A report published by the Institute and Faculty of Actuaries in November 2011 entitled Responding to the Dilnot Commission: Information Gathering Regarding Long Term Care in Ten Countries presents a chart comparing the extent of funding of long term care (LTC) for the ten countries reviewed. At one extreme is Norway, with a comprehensive system financed by the state from taxation. At the other end of the spectrum is Germany, which uses a compulsory funded national insurance system to deliver a comprehensive system of universal care. The remaining countries lie in between these two extremes, with a combination of state provision, self-funding and private insurance. If implemented, the recommendations of the Dilnot Commission, which apply to England, would remove some of the uncertainty associated with the expenses an individual could be expected to self-fund.
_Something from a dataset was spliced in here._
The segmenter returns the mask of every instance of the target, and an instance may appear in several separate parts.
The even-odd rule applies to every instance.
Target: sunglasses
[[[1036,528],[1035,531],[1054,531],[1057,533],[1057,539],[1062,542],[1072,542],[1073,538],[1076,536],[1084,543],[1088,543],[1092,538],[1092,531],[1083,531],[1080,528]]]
There would be a lifetime cap on the amount that an individual could pay for care expenses and an annual limit on the contribution an individual would be required to pay for general living costs. Moreover, eligible expenses would be well defined.
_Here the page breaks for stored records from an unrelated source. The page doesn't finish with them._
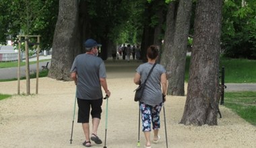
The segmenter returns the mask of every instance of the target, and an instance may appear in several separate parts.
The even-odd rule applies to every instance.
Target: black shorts
[[[78,104],[78,119],[79,123],[88,123],[90,118],[90,111],[92,108],[91,115],[92,118],[101,118],[101,113],[102,110],[101,106],[102,105],[102,98],[98,100],[83,100],[77,98]]]

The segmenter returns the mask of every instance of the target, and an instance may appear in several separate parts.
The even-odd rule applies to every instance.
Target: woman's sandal
[[[84,141],[84,143],[83,143],[83,145],[85,146],[86,147],[91,147],[92,145],[91,145],[91,141]]]
[[[158,135],[158,139],[157,140],[154,140],[153,139],[153,143],[158,143],[159,142],[159,139],[160,139],[160,136]]]
[[[151,148],[151,146],[146,146],[146,145],[144,145],[144,147],[145,147],[145,148]]]

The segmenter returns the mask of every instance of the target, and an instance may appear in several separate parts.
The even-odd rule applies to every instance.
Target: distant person
[[[139,60],[140,59],[140,48],[139,46],[137,46],[137,48],[135,49],[135,56],[136,59]]]
[[[132,52],[131,52],[131,54],[133,56],[133,59],[135,60],[135,53],[136,53],[136,47],[135,45],[133,46],[133,48],[132,48]]]
[[[125,57],[126,57],[126,46],[125,46],[125,44],[123,44],[123,46],[122,47],[122,57],[123,57],[123,60],[125,60]]]
[[[148,63],[140,65],[136,69],[134,83],[137,85],[143,83],[158,57],[158,47],[150,46],[147,50]],[[146,138],[145,147],[151,147],[150,131],[154,130],[153,142],[158,143],[160,127],[160,112],[163,102],[166,100],[167,89],[166,71],[164,67],[156,64],[151,75],[148,78],[142,97],[139,100],[139,109],[141,112],[142,131]],[[162,86],[162,89],[161,89]],[[152,126],[151,126],[151,124]]]
[[[132,49],[130,44],[127,45],[127,47],[126,48],[126,59],[128,62],[130,61],[130,57],[131,54]]]
[[[112,59],[113,60],[113,61],[115,61],[116,59],[117,59],[117,49],[115,48],[113,48],[112,49]]]
[[[86,53],[77,55],[70,70],[71,77],[76,85],[76,98],[78,104],[77,122],[82,123],[86,141],[85,147],[90,147],[90,140],[96,144],[102,141],[98,137],[97,131],[100,124],[102,104],[102,87],[106,94],[110,97],[106,83],[105,65],[97,57],[98,48],[101,44],[92,39],[88,39],[85,44]],[[92,110],[91,110],[92,109]],[[92,132],[90,138],[90,114],[92,118]]]

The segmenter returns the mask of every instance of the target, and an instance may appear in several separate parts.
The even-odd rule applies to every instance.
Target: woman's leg
[[[140,110],[141,112],[142,131],[144,133],[146,138],[146,146],[151,146],[150,131],[151,131],[151,108],[144,103],[140,102]]]
[[[153,140],[156,141],[158,140],[158,131],[160,127],[160,112],[162,109],[162,103],[160,103],[159,105],[157,105],[152,108],[152,126],[154,130],[154,138]]]

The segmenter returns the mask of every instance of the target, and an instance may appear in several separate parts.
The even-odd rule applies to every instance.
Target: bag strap
[[[156,65],[156,63],[155,63],[154,64],[152,68],[151,68],[151,69],[150,69],[150,73],[148,73],[148,77],[147,77],[147,79],[145,79],[144,83],[146,83],[146,82],[147,82],[148,78],[150,77],[150,74],[151,74],[151,72],[152,72],[153,69],[154,69],[154,67],[155,67]]]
Various reports have recommended that England provide a better organised system of LTC provision, but they have not been implemented because they have been judged too costly, among reasons given. Moreover, there is considerable housing wealth held by the population, especially those age 55 and up. Issues of inter-generational fairness have been raised against expanding state provision for LTC, instead of requiring this generation to use some of its housing wealth.
This paper outlines how housing wealth might be released to help fund LTC costs, while the LTC recipients were able to remain living in their own homes. It will refer to previous work on home-equity release by the author and to a discussion paper by the International Longevity Centre UK entitled A National Care Fund for Long-Term Care that incorporates property wealth in the financing of LTC.
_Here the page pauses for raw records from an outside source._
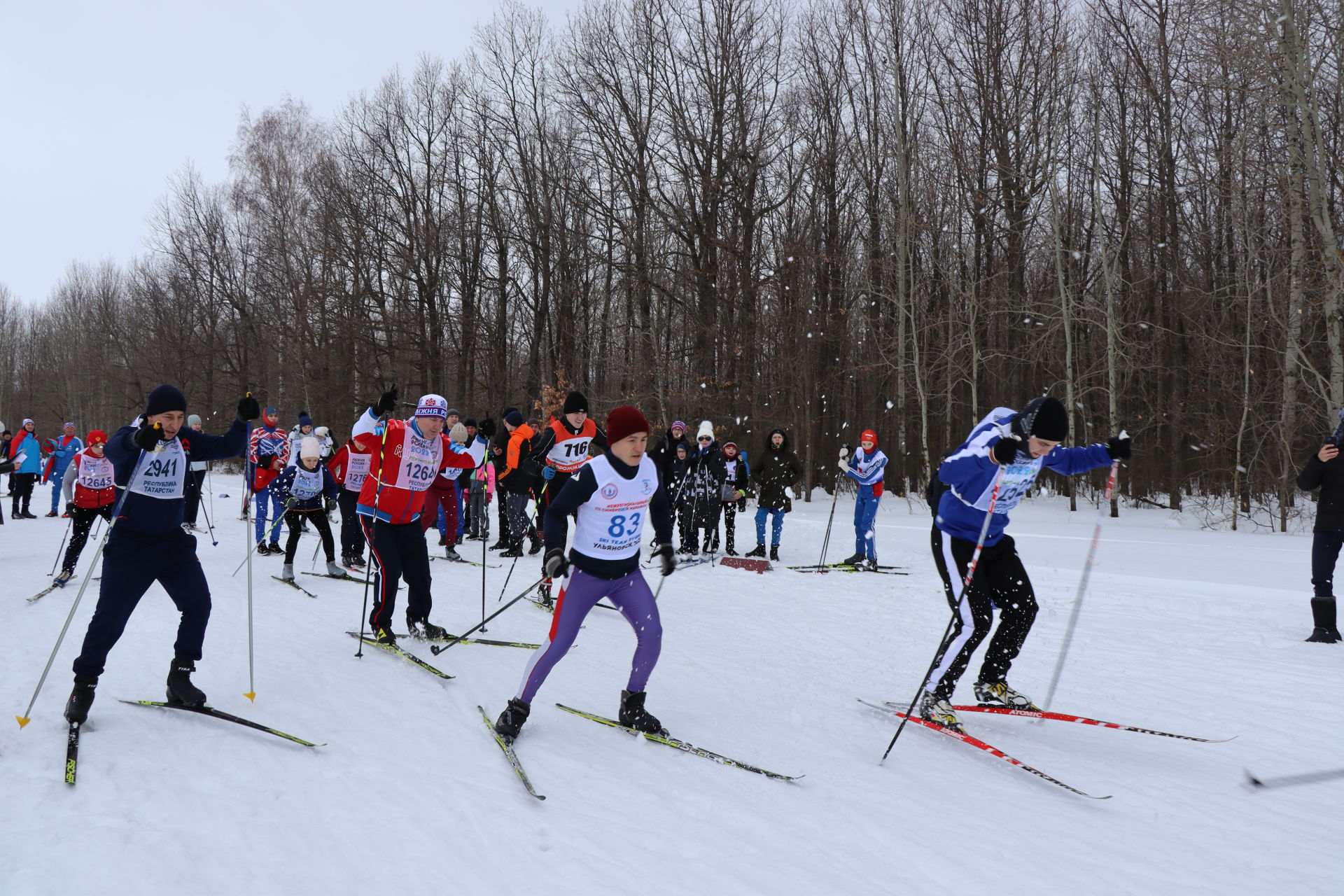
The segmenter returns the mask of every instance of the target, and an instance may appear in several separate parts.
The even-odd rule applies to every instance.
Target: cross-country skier
[[[396,407],[396,390],[383,392],[378,403],[355,423],[352,434],[371,437],[378,418]],[[422,395],[410,420],[387,420],[383,435],[370,453],[368,476],[359,494],[359,521],[374,560],[374,609],[368,625],[374,638],[395,641],[392,611],[396,588],[406,579],[406,626],[413,635],[442,638],[446,631],[429,621],[429,552],[419,514],[425,492],[444,467],[469,469],[472,455],[444,437],[448,402],[442,395]]]
[[[168,669],[168,703],[188,707],[206,703],[191,673],[200,660],[210,622],[210,586],[196,559],[196,537],[181,528],[187,465],[242,457],[247,449],[246,420],[258,414],[257,399],[249,395],[238,402],[238,416],[224,435],[190,433],[184,429],[187,399],[177,387],[165,384],[149,394],[145,412],[108,442],[108,459],[125,493],[108,531],[98,606],[74,662],[75,686],[66,703],[67,721],[82,724],[89,717],[108,652],[155,582],[181,613]]]
[[[801,478],[802,463],[789,447],[789,437],[784,430],[774,430],[757,469],[751,470],[751,481],[757,486],[757,545],[747,552],[749,557],[765,556],[765,520],[770,517],[770,559],[780,559],[784,514],[793,509],[789,486]]]
[[[47,442],[51,454],[47,457],[47,466],[42,472],[42,482],[51,482],[51,510],[47,516],[56,516],[60,506],[60,484],[65,482],[66,470],[75,454],[83,450],[83,442],[75,435],[75,424],[67,422],[60,427],[60,438]]]
[[[327,465],[332,478],[341,486],[340,497],[340,562],[341,566],[364,566],[364,529],[359,524],[359,493],[368,476],[370,451],[378,445],[382,427],[367,435],[352,435]]]
[[[980,666],[976,700],[1015,709],[1036,709],[1031,700],[1005,681],[1036,618],[1031,579],[1012,536],[1004,532],[1008,512],[1031,489],[1042,467],[1073,476],[1110,466],[1113,459],[1125,459],[1130,454],[1128,437],[1113,435],[1105,445],[1086,447],[1063,447],[1060,442],[1066,438],[1068,414],[1064,406],[1059,399],[1040,396],[1021,411],[1007,407],[991,411],[938,467],[938,478],[950,488],[939,500],[934,517],[933,557],[948,603],[957,615],[919,700],[919,715],[929,721],[965,731],[952,708],[952,695],[970,662],[970,654],[989,634],[996,606],[1000,611],[999,630]],[[984,551],[962,600],[966,567],[976,552],[1000,472],[999,498],[985,532]]]
[[[51,584],[62,586],[74,576],[79,552],[89,540],[89,529],[94,517],[112,523],[112,508],[117,502],[117,489],[113,482],[112,461],[103,457],[108,434],[102,430],[89,431],[89,447],[71,458],[70,477],[65,480],[66,516],[70,517],[70,547],[60,563],[60,572]]]
[[[251,443],[247,446],[247,461],[253,466],[253,494],[257,497],[257,553],[284,553],[280,547],[280,521],[285,506],[270,490],[270,484],[289,462],[289,437],[280,429],[280,411],[266,407],[261,415],[261,426],[253,427]],[[276,519],[266,525],[269,514]],[[266,544],[267,537],[270,544]]]
[[[859,434],[859,450],[852,455],[848,449],[840,449],[840,470],[859,484],[859,497],[853,502],[853,556],[843,563],[860,570],[878,568],[874,536],[886,467],[887,455],[878,449],[878,434],[872,430]]]
[[[644,523],[653,521],[657,545],[653,556],[663,575],[676,568],[672,551],[672,513],[659,470],[645,451],[649,422],[637,408],[617,407],[606,418],[609,447],[579,467],[546,512],[546,572],[560,579],[551,631],[528,660],[517,696],[495,723],[495,731],[512,742],[527,721],[532,699],[546,676],[569,652],[589,611],[607,598],[634,629],[637,646],[630,678],[621,692],[622,725],[665,733],[663,724],[644,708],[644,688],[659,661],[663,623],[653,592],[640,572]],[[564,541],[569,516],[578,513],[569,559]]]
[[[1335,617],[1335,562],[1344,547],[1344,411],[1329,441],[1312,455],[1297,474],[1297,488],[1321,490],[1312,527],[1312,634],[1308,641],[1337,643],[1340,631]]]
[[[298,536],[304,520],[312,520],[323,540],[327,553],[327,575],[345,575],[336,566],[336,545],[332,541],[332,527],[328,521],[336,509],[337,486],[331,470],[321,463],[323,446],[314,435],[305,435],[298,442],[298,462],[286,466],[270,484],[271,492],[285,501],[285,524],[289,537],[285,540],[285,568],[280,574],[286,582],[294,580],[294,551],[298,549]]]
This research paper outlines the public-private partnership (PPP) model developed for the GAVI Alliance (GAVI) and its financing through the International Finance Facility for Immunisation (IFFIm) and suggests how elements of that model might be incorporated in a PPP approach to LTC. Whereas the IFFIm approach securitises government commitments to provide cash for immunisations, this paper shows how property of those requiring LTC could be securitised to unlock home equity and support their LTC requirements. The Dilnot recommendations would provide a useful framework to facilitate such an approach. Moreover, just as the securities created by the IFFIm are able to be sold at a lower yield because of their socially responsible characteristics, so might the securities described herein be considered socially responsible and sold at a lower yield. A longevity swap might further enhance the product.